5. Unarmed civilian protection and accompaniment. Another form of nonviolent collaborative action is unarmed civilian protection deployments, which can function to protect those at risk such as civilians, women and girls, those seeking evacuation and journalists. They use a variety of methods such as early warning/early response, rumor control, relationship building, accompaniment and interposition. This practice has also demonstrated proven success in war zones such as South Sudan, Colombia and Iraq. It has also gained important traction in U.N. policies and agencies. There has been some training in this within Afghanistan by groups like the DC Peace Team, and more support as well as training would be a critical contribution at this time.
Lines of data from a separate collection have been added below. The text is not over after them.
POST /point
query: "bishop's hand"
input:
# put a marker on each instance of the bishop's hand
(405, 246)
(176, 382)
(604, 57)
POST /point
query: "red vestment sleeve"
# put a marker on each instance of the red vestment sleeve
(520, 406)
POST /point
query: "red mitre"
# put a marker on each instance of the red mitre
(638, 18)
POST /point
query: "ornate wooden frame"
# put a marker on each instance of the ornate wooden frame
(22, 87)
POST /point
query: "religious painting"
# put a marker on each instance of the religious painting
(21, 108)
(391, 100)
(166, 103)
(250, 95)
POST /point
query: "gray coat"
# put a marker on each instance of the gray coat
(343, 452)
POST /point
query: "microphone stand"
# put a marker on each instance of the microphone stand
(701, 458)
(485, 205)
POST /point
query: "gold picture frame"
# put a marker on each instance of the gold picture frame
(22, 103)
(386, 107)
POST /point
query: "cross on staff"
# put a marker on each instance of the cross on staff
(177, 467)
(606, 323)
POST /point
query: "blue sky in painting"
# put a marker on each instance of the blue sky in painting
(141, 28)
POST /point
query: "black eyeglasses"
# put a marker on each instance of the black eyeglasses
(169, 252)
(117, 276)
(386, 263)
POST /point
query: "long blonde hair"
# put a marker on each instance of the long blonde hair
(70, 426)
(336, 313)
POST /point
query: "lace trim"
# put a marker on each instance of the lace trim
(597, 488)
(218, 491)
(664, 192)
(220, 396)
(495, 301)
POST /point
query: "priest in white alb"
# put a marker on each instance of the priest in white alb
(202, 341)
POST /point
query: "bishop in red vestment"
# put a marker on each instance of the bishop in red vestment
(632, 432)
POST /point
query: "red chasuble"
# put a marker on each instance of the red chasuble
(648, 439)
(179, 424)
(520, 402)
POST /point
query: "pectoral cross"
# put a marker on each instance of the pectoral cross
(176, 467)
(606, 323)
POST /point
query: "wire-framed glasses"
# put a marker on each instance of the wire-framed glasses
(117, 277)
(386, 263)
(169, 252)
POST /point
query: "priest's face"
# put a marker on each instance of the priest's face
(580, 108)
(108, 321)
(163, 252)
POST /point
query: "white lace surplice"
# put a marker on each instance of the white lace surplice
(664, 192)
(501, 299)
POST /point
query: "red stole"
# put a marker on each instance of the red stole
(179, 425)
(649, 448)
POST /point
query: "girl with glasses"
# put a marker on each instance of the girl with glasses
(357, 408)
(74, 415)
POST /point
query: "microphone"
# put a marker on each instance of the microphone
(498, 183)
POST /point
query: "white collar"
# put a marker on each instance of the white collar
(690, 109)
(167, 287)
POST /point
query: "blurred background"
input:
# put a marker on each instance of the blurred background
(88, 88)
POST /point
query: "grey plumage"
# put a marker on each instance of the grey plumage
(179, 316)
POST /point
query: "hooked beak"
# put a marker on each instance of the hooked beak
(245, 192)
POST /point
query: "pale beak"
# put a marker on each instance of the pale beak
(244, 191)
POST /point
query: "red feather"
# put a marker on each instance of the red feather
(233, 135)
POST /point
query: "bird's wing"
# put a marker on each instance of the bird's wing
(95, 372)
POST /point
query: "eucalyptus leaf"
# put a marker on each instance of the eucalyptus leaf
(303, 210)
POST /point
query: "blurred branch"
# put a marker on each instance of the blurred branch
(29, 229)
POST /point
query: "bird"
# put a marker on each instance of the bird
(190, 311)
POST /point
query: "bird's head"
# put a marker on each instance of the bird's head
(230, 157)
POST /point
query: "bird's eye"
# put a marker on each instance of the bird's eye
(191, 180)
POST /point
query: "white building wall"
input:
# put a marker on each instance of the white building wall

These units, especially with credible messengers, could function to provide some measure of safety to persons evacuating, trying to stay in certain locations, or trying to negotiate with various stakeholders.

The approaches cited above are not meant to be an exhaustive list; they are simply critical steps in a broader just peace process. Even if each of these are executed, some suffering and even death may still occur. Yet, they will go a long way toward mitigating such violence — not just in the short-term but, most importantly, the longer term. Ultimately, a coalition of credible messengers in Afghanistan will need to identify the kinds of people who are trusted by the people to govern.